Associating each object with a root realm becomes a necessary operational distinction once we have WeakRefs. Until then, adding the spec language has no observable effect. If someone is willing to do the work to write the spec language explaining what root realm each object is associated with, I would like to see this move forward sooner rather than later. That way, implementors can start to align their implementations with this before it becomes observable.

annevk commented 5 years ago

@erights within a browser it's definitely observable. Which means it might end up being a compatibility hazard if not done the way browsers do it today.

littledan commented 5 years ago

Do the realms here coincide across browsers completely? The specification seems kind of deliberately vague. I am not sure if we should have an associated realm per object, or per platform object. Note that ECMAScript typically uses what web specs call "the current realm" rather than "the relevant realm", which reduces the need for an associated realm attached to an object. Cc @ms2ger @verwaest

annevk commented 5 years ago

It's vague on where the Realm comes from, though not deliberately so (it's a lot of work to define that). And it's definitely all objects, not just platform objects. See also OP.

littledan commented 5 years ago

I see how it's observable; what I don't know is whether all browsers actually use the relevant realm of the object, or some may use other realms for such cases.

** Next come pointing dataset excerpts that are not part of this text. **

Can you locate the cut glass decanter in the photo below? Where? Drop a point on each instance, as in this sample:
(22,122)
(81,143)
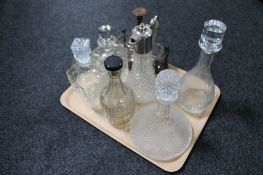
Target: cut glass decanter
(117,99)
(197,88)
(84,74)
(161,131)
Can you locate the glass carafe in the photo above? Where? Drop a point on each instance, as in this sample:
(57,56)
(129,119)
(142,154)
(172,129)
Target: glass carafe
(197,88)
(84,74)
(116,98)
(141,77)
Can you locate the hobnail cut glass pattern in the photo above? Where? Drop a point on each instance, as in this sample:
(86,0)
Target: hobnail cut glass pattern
(161,131)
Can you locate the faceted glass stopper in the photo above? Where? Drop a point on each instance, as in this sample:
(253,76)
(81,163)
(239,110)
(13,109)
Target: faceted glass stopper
(81,50)
(212,36)
(166,86)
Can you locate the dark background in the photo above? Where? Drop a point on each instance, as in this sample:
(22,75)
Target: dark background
(39,136)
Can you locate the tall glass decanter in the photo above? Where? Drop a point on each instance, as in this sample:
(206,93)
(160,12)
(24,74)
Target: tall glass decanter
(197,88)
(117,99)
(141,78)
(106,44)
(84,74)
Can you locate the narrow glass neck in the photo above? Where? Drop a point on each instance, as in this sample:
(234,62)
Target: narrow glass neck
(163,111)
(143,63)
(115,83)
(205,60)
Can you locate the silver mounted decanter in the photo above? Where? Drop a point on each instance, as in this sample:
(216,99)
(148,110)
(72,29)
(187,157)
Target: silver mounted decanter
(141,77)
(197,88)
(106,44)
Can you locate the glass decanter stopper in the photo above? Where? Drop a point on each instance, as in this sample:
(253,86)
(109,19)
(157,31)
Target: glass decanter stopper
(117,99)
(161,131)
(86,76)
(197,88)
(141,77)
(106,44)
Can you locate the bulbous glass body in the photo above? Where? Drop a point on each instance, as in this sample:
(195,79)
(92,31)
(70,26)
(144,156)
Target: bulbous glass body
(118,101)
(141,78)
(197,88)
(88,79)
(161,131)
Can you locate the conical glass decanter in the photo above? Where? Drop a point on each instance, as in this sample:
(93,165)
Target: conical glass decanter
(141,77)
(197,88)
(84,74)
(117,99)
(161,131)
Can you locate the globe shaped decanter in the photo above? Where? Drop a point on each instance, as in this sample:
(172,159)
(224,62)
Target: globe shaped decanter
(141,77)
(197,88)
(161,131)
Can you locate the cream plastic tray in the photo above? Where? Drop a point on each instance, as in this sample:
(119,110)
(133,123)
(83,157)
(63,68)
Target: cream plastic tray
(73,102)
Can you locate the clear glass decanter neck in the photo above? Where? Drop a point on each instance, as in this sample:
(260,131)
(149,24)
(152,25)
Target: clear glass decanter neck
(115,83)
(163,111)
(205,60)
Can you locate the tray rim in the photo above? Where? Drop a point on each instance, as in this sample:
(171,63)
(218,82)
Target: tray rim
(163,165)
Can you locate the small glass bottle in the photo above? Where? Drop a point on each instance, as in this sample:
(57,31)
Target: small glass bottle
(87,77)
(117,99)
(141,77)
(197,88)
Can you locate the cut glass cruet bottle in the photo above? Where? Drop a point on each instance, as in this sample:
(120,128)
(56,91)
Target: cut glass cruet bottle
(161,131)
(84,74)
(117,99)
(141,77)
(197,88)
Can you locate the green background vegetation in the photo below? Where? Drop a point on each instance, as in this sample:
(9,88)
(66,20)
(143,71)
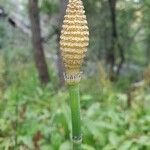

marjakh commented 5 years ago

@gsathya (who's working on the WeakRef spec too)

ljharb commented 5 years ago

It seems like the next steps here are for someone to do the research for what web reality is here, and then write up specification text that codifies it?

tschneidereit commented 5 years ago

WeakRefs requires that every obj is associated with a root realm.

During the last TC39 meeting, @gsathya and @ajklein said that V8 wouldn't implement this, because it'd either be too slow, or require adding a new slot to every object. I'm not 100% sure that this precludes finding the correct Realm for every use case, though: this discussion was strictly about WeakRefs, for which it would be too costly.